System Log API - Polling requests

We’re developing a software for getting the event logs from Okta and send them to Devo platform (devo.com).
Our software retrieve the messages every N seconds (this is configurable) and finalize but before finalize we save the timestamp from the last message (and for being sure at 100% that we don’t duplicate the messages in our system we also save all message UUIDs with that same timestamp)

When we launch again our software we use a request with this format:
{{url}}/api/v1/logs?since={{timestamp_with_iso_8601_format}}

We have realized that we are receiving messages that were "published"before the value used in “since” parameter.

This is our scenario:
1 We saved the timestamp: 2020-05-04T09%3A46%3A46Z
2 We do a request like this: {{url}}/api/v1/logs?since=2020-05-04T09%3A46%3A46Z
3 We are receiving messages that have the “published” field before that value, such as “published”: “2020-05-04T09:46:45.108Z”

Yes, I had the same problem. Okta even open an internal case to get it fixed, but it’s been long time ago… I guess your post acts as a confirmation that some things never change :slight_smile:

I suggest you open a ticket with Okta Support

I suggest you open a ticket with Okta Support

I’ve followed your suggestion

Hi @felipe.conde (and @phi1ipp)

There is no guarantee that events will propagate through the Okta system log pipeline in the order they occurred.

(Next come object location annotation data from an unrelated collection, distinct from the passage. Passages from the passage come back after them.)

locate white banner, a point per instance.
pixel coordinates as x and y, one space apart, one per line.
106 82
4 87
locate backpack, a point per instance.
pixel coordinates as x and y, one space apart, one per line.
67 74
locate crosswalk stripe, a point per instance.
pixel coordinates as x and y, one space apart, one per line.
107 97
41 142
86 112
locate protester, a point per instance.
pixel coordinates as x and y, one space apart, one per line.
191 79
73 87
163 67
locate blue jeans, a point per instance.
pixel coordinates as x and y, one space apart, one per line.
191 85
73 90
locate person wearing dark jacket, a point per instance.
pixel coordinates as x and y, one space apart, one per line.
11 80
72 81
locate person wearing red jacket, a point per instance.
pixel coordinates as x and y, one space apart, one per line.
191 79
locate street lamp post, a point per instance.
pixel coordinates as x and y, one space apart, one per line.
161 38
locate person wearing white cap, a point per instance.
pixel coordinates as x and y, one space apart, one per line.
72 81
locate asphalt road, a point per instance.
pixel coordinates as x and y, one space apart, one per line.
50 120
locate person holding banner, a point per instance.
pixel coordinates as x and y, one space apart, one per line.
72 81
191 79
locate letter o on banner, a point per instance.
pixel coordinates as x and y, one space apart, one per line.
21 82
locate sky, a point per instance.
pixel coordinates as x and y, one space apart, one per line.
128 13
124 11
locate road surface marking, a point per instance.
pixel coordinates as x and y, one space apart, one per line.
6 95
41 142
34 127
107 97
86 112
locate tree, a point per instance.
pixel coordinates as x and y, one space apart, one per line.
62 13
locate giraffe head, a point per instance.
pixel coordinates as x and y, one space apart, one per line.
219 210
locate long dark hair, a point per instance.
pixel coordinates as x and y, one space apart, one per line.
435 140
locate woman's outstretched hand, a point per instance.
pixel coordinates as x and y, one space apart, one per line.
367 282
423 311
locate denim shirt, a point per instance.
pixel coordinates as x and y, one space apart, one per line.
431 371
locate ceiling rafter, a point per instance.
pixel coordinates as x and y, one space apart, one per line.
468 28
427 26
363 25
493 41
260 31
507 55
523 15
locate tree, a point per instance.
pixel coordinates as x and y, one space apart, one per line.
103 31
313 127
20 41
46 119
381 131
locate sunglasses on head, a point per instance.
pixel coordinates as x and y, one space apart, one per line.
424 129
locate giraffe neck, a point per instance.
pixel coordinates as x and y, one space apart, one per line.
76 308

With this in mind it is very important to follow the guidance for polling requests from the System Log API docs

It also sounds like you are a 3rd party Security Analytics Integrations, as such I would highly encourage you to follow this guidance for Security Analytics Integrations. This doc even includes pseudo code for performing monotonic poling of events from the System Log.

Hope this helps.

-Matt

Hi @matt.egan,

Thank you for finding time to answer the question. But I think the problem here is, that API produces an output, which is not meeting query parameters. From what @felipe.conde observed, it’s a fraction of a second. But my experience would show that Okta may produce results few seconds into the past from the given parameter timestamp.

I’m not sure, if you are Okta employee and have access to support tickets, but if you do, you can have a look at the one #00650356 and its resolution.

@phi1ipp - I was looking at the ask behind the ask.

It is clear to me that Devo is building a log collector and is aiming for monotonic polling. Asking for high precision time filters to reduce duplication. In this use case - regardless of precision - attempting to use a moving time window will absolutely result in missed events.

I can dig around to see if I can find an explanation to the lack of fidelity when using the since param.

For context (and education) what is the use case this lack of precision is blocking?

Thanks,
-Matt

@matt.egan, I was trying to build a system which tracks user create/modification to replicate the transaction into the local storage. Customer didn’t want to go with OPP/SCIM approach due to reasons related to costs and for hooks for some other reasons. Can’t recall all the details, getting old :slight_smile:

Thank you for looking into that. Also appreciate you sharing the approach with polling, I think I might use it as an alternative next time I need to re-visit this area.

Cheers!

Thanks for pointing it out - as i looked at the details i recalled that i’d noticed this before.

I had a brief convo with the team responsible - they agreed to take a closer look at the behavior so they can address it or just clarify in the docs. I’ll try and relay the response here.

That said - for the use case you mention (and almost any other i can think of) the best thing to do is to retain the next or the self link from the link headers returned from Okta and use those as the starting point of your subsequent interval polling.

Use the next link if you have the ability to evaluate the number of results you’ve just received versus the limit you’ve specified. If the number of results you receive is less than you asked for you can be rather certain the next link will be an empty response.

Use the self link if you just want to wait until you get an empty page.

-Matt

Thank you for the insights, @matt.egan It’s really good to know!

Quick update here:

This is caused by the difference in time reference between “polling” (open ended) and “bounded” API requests.

for an open ended (polling request) the API uses “insertion timestamp” to filter records to avoid missing events while ingesting. Events are sorted by “insertion timestamp”. Events may come out of order with respect to “publication time”

A Bounded Requests uses “publication timestamp” to filter records. Events are sorted with respect to “publication time”.